Also thinking of going to see the hot ice show if I can, haven't been to the ice rink since I was a teenager and used to watch the Blackpool Seagulls ice hockey there


----------



## soulman (Jul 19, 2006)

pk said:
			
		

> I'd have thought that would have been right up your street.



Rest my acheing sides


----------



## CyberRose (Aug 8, 2006)

I went to Blackpool last saturday and if I'd wanted to go to a town full of uneducated, common, working class, uncultured, chavs I'd have gone for a cheaper night out in Worksop, unfortunately my chav mate likes to go to places just to get drunk. It's as if it's got some kind of special status for him, to get drunk in certain places where UK Uncovered says it's cool to get pissed in. Incidently he made us go to Prague for his stag do  I've never been so ashamed in my life  At least in Blackpool we were surrounded by like minded yobbos!

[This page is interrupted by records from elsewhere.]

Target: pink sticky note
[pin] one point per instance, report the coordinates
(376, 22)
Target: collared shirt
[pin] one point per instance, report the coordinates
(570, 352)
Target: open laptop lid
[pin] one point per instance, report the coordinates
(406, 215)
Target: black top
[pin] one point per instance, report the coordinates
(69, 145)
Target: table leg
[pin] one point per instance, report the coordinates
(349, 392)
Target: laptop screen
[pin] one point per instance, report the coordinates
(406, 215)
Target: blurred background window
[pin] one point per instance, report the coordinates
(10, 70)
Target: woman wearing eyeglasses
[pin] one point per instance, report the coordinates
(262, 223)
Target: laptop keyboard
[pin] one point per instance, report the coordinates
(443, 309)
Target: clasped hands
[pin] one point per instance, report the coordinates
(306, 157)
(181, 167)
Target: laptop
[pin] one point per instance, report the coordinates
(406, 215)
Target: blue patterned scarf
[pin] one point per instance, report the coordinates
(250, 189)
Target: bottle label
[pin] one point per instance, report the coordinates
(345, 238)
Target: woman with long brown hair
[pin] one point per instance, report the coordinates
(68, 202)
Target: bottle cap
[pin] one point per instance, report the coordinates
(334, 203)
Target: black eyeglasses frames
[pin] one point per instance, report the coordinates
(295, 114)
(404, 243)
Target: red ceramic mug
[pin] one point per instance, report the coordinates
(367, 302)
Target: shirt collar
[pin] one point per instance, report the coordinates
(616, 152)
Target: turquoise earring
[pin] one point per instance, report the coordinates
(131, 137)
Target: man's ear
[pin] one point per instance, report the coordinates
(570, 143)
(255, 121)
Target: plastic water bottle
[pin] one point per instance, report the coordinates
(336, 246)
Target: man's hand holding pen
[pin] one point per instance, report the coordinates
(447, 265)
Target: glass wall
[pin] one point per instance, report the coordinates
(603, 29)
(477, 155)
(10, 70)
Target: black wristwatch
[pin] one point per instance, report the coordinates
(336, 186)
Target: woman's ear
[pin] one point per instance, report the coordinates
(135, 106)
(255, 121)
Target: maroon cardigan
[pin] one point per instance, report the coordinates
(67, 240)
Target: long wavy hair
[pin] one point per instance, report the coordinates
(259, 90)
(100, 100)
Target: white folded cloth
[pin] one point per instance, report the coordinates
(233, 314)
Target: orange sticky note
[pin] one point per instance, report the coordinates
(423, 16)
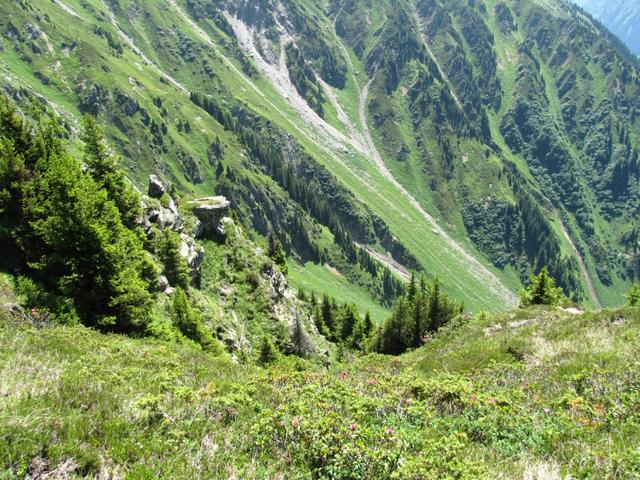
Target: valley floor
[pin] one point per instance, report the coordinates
(534, 393)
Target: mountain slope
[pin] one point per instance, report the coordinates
(381, 125)
(620, 16)
(530, 394)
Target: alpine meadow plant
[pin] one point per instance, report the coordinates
(633, 297)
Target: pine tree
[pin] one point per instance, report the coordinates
(542, 290)
(348, 320)
(328, 317)
(276, 252)
(106, 171)
(176, 268)
(633, 297)
(190, 323)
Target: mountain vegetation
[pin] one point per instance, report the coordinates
(621, 17)
(285, 239)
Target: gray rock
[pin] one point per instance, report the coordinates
(194, 255)
(210, 211)
(156, 188)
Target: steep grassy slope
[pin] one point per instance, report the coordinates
(621, 17)
(109, 76)
(528, 394)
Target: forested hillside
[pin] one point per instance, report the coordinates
(619, 16)
(346, 239)
(375, 138)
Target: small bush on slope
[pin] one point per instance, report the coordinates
(66, 228)
(542, 290)
(492, 398)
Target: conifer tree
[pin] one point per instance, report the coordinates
(276, 252)
(633, 297)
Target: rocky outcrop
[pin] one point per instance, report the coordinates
(210, 212)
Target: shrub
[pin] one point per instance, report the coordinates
(190, 323)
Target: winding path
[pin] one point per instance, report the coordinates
(489, 278)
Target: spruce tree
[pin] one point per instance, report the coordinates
(276, 252)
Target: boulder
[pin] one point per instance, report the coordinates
(163, 283)
(210, 211)
(156, 188)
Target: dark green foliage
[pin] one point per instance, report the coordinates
(67, 230)
(106, 171)
(190, 322)
(421, 311)
(276, 252)
(633, 297)
(542, 290)
(176, 269)
(267, 351)
(304, 79)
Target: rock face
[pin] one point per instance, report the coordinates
(210, 212)
(156, 188)
(163, 217)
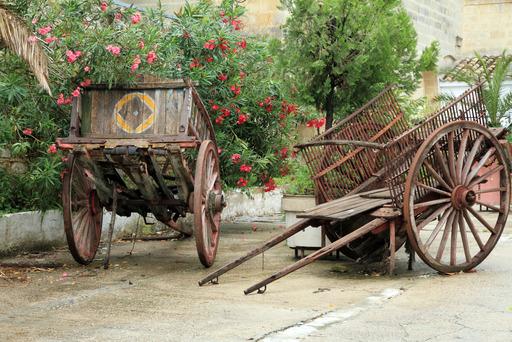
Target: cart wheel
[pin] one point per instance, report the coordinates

Humph, can anybody reccommend me any good middle class places to go for a night out?!


----------



## davesgcr (Aug 17, 2006)

Chemist shops on the front that sell condoms / cheap fags and hangover cures ...got the market sussed  

and a casino that offers free tea ......


----------



## soulman (Aug 18, 2006)

CyberRose said:
			
		

> 2
> Humph, can anybody reccommend me any good middle class places to go for a night out?!



brixton


----------



## citygirl (Aug 18, 2006)

well, don't care much fer "middle-class" places, meself...all frills and no knickers... 

we'll be there in october...come on you bantams!


----------